Findings from the Youth 19 vaping survey published today show 10% of young people aged 13-18 are regular vapers. Half of these rangatahi had not smoked before vaping.
Life Education Trust Chief Executive John O’Connell says schools are struggling to cope.
“We’ve been talking with school principals and teachers about the growing concern since 2019. Amending the Smokefree Act to protect young people took too long and vaping is now a bigger problem than smoking in young people,” says O’Connell.
The Smokefree Environments and Regulated Products (Vaping) Amendment Act 2020 (the Amendment Act) introduced provisions to ensure vaping products aren’t marketed or sold to young people and prohibiting vaping in schools.
In response to requests from teachers, Life Education Trust provided a vaping workshop in Christchurch earlier this year, with teachers from more than 30 schools in attendance.
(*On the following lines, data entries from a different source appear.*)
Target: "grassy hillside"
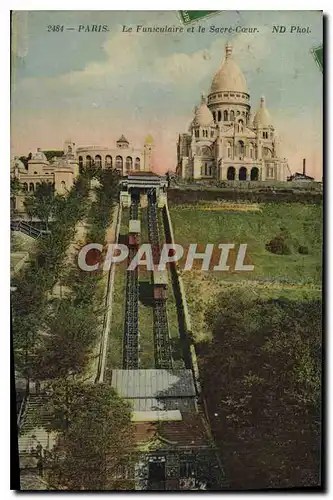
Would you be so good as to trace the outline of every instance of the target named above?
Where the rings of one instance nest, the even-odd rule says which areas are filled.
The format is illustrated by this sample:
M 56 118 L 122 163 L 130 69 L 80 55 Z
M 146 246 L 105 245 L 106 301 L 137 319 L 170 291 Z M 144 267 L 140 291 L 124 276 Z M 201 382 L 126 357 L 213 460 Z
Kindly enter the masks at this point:
M 201 271 L 202 261 L 191 271 L 182 271 L 190 313 L 196 325 L 196 340 L 210 336 L 205 323 L 208 305 L 217 293 L 230 288 L 248 288 L 262 299 L 311 300 L 321 295 L 322 206 L 312 204 L 202 204 L 170 206 L 176 243 L 187 247 L 197 243 L 200 251 L 207 243 L 216 245 L 214 264 L 219 259 L 219 243 L 234 243 L 227 264 L 229 271 Z M 266 244 L 283 234 L 290 253 L 277 255 Z M 246 264 L 251 272 L 234 270 L 239 244 L 247 243 Z M 306 247 L 308 253 L 300 254 Z M 180 264 L 182 268 L 184 259 Z
M 223 205 L 222 205 L 223 207 Z M 172 207 L 171 218 L 176 242 L 206 245 L 234 243 L 236 253 L 240 243 L 247 243 L 246 263 L 254 265 L 252 272 L 235 272 L 235 252 L 230 252 L 230 271 L 215 272 L 227 280 L 269 279 L 288 282 L 321 282 L 322 207 L 304 204 L 263 204 L 258 210 L 224 210 L 196 205 Z M 290 245 L 289 255 L 276 255 L 265 245 L 284 233 Z M 308 254 L 300 254 L 300 246 Z M 201 265 L 201 264 L 200 264 Z

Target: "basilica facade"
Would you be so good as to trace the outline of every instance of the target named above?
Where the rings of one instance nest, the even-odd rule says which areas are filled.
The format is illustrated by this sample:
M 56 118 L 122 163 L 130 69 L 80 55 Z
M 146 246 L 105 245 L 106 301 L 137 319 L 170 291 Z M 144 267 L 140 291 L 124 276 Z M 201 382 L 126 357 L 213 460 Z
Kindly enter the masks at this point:
M 188 133 L 179 135 L 176 173 L 229 181 L 286 181 L 290 175 L 264 97 L 252 119 L 246 80 L 229 44 L 208 99 L 202 95 Z

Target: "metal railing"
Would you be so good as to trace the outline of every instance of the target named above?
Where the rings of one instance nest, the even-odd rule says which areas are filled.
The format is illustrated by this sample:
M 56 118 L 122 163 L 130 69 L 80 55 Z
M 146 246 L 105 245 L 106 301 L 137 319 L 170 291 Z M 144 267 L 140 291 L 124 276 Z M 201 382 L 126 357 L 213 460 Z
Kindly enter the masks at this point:
M 32 238 L 39 238 L 40 236 L 44 234 L 50 233 L 50 231 L 44 230 L 44 229 L 37 229 L 36 227 L 32 226 L 31 224 L 28 224 L 25 221 L 11 221 L 10 223 L 10 229 L 11 231 L 20 231 L 23 234 L 26 234 L 27 236 L 31 236 Z
M 139 207 L 136 201 L 132 201 L 130 208 L 130 218 L 138 219 Z M 129 248 L 128 263 L 130 263 L 136 253 L 135 248 Z M 139 368 L 139 282 L 138 269 L 126 271 L 126 305 L 125 305 L 125 325 L 124 325 L 124 349 L 123 368 Z
M 161 247 L 158 231 L 157 208 L 154 193 L 148 193 L 148 234 L 152 246 L 153 263 L 160 260 Z M 171 369 L 172 355 L 169 336 L 169 325 L 164 300 L 154 300 L 154 344 L 156 368 Z

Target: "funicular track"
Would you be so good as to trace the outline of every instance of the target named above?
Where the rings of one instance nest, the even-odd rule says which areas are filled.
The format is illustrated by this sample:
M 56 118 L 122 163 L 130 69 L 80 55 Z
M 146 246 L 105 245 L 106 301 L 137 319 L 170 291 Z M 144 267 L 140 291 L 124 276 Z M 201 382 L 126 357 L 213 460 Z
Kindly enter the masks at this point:
M 161 247 L 154 194 L 154 192 L 148 193 L 148 234 L 155 266 L 160 260 Z M 164 300 L 158 299 L 154 300 L 154 343 L 156 368 L 171 369 L 172 356 L 166 305 Z
M 133 200 L 130 208 L 130 219 L 138 219 L 138 202 Z M 128 264 L 133 260 L 135 248 L 129 248 Z M 123 368 L 139 368 L 139 324 L 138 324 L 139 283 L 138 269 L 126 271 L 126 306 L 124 325 Z

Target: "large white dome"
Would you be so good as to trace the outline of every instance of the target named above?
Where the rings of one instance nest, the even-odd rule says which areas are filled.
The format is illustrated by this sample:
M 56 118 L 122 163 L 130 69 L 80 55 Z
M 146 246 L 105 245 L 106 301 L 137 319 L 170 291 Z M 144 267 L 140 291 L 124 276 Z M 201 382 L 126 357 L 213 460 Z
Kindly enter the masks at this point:
M 225 59 L 215 73 L 210 92 L 234 91 L 247 93 L 246 80 L 239 66 L 231 59 L 232 48 L 226 45 Z

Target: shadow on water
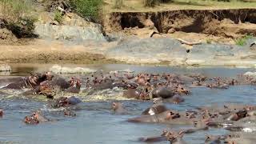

According to O’Connell schools continue to reach out as they struggle to find support to deal with the increasing number of both primary and secondary school students’ vaping.
“Although vaping is a topic offered to schools in the Healthy Harold programme provided in mobile classrooms at primary and intermediate schools, we’re hearing that teachers and whānau need support to understand the issues and encourage young people to stop vaping or more importantly not try it, says O’Connell.
As a result in 2022, Life Education Trust will introduce a theatre-in-education programme to secondary schools, based on their successful alcohol education programme, SMASHED. Professional development workshops on vaping will also be offered to teachers and whānau throughout New Zealand.
The Asthma and Respiratory Foundation will be releasing the results of a national vaping survey soon and Life Education Trust will be working closely with them to use these learnings for education support to schools. With almost 22,000 secondary school respondents, it will provide data on the current prevalence and pattern of youth vaping in New Zealand.